Mechanical & Manufacturing Engineering Tech

• M.S, Tech Mechanical and Manufacturing Tech concentrations in
• Aeronautical Engineering Technology
• Security Engineering Technology

Information Management Technology]

• M.S. Technology

Technology Management

• M.S. Tech.in Fire Service Administration
• Undergraduate Certificate in Fire Service Management
• BS in Industrial Technology
• BAS concentration in Materials Joining Manufacturing Technology
• BAS concentration in Fire Service Management
• BAS concentration in Aviation Maintenance Management Technology
• BAS concentration in Digital Media Management
• BAS concentration in Digital Publishing
• BAS concentration in Municipal Operations Management
• BAS concentration in Law Enforcement Management
• BAS concentration in Technical Graphics
*BAS concentration in Computer Systems Administration
• BAS concentration in Cyber Security Applications
• BAS concentration in Software Technology Applications
• BAS concentration in Microcomputer Systems
*BAS concentration in Alternative Energy Technologies
• BAS concentration in Instrumentation
vBAS concentration in Semiconductor Technology

Morrison School of Management and Agribusiness

• B.S. in Agribusiness with concentrations in
• Golf and Facilities Management
• Professional Golf Management

New College of Interdisciplinary Arts and Sciences

• M.A.I.S. (Masters of Arts in Interdisciplinary Studies)
• M.A. in Communication Studies
• M.A. in Social Justice and Human Rights

Now, just between you and me, a few of these programs should have been closed years ago.
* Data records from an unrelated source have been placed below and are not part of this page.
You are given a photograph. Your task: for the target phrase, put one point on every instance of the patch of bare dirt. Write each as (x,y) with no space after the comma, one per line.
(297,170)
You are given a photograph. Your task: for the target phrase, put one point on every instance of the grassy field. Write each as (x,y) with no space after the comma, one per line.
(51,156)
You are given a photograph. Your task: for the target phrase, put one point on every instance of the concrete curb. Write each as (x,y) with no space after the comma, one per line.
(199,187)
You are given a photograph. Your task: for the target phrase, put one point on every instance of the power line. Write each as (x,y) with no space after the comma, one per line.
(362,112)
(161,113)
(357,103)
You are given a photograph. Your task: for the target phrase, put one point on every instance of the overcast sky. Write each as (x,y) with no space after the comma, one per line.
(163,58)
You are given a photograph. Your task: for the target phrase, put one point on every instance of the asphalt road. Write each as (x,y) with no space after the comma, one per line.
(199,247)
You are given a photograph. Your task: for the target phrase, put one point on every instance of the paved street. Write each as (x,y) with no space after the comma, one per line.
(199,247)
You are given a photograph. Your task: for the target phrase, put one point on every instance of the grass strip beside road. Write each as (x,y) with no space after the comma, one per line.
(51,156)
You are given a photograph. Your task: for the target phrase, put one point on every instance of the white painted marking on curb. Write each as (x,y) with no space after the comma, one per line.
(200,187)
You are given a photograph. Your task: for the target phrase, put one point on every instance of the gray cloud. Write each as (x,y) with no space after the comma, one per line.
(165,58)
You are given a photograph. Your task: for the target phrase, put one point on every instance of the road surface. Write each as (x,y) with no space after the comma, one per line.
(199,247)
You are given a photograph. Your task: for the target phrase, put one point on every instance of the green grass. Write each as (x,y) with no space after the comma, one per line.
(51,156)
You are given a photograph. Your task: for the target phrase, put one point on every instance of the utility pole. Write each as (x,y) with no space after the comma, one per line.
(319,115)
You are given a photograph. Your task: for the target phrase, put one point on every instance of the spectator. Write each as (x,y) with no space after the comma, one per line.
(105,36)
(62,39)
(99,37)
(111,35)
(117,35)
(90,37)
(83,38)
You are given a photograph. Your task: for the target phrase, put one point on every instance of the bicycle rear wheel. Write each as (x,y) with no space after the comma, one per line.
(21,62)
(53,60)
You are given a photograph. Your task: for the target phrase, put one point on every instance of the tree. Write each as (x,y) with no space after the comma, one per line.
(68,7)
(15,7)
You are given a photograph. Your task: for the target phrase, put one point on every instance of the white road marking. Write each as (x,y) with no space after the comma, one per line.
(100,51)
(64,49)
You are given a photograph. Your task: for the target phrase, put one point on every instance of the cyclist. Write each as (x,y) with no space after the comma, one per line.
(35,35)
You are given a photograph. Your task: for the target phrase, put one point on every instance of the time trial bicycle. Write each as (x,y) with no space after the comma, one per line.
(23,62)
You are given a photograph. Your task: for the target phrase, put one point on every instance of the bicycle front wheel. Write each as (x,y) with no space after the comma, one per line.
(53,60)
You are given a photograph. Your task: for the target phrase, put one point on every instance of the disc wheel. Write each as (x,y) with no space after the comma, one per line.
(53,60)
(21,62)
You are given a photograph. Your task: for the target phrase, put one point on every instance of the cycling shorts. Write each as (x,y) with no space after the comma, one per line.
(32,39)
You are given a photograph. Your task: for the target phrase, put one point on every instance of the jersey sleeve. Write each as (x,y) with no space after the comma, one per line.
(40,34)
But most are legitimate professional programs that train workers for decently paying jobs, many of which contribute not just to the state’s economy but also to the welfare and safety of the entire citizenry.

The wacko right-wingers have gotten their way: they’re killing the beast. Let’s just hope the next time the morons who vote for these people need a nurse, a firefighter, an IT specialist, or someone to diagnose and treat their hearing-impaired child, they remember to thank their elected representatives for the result.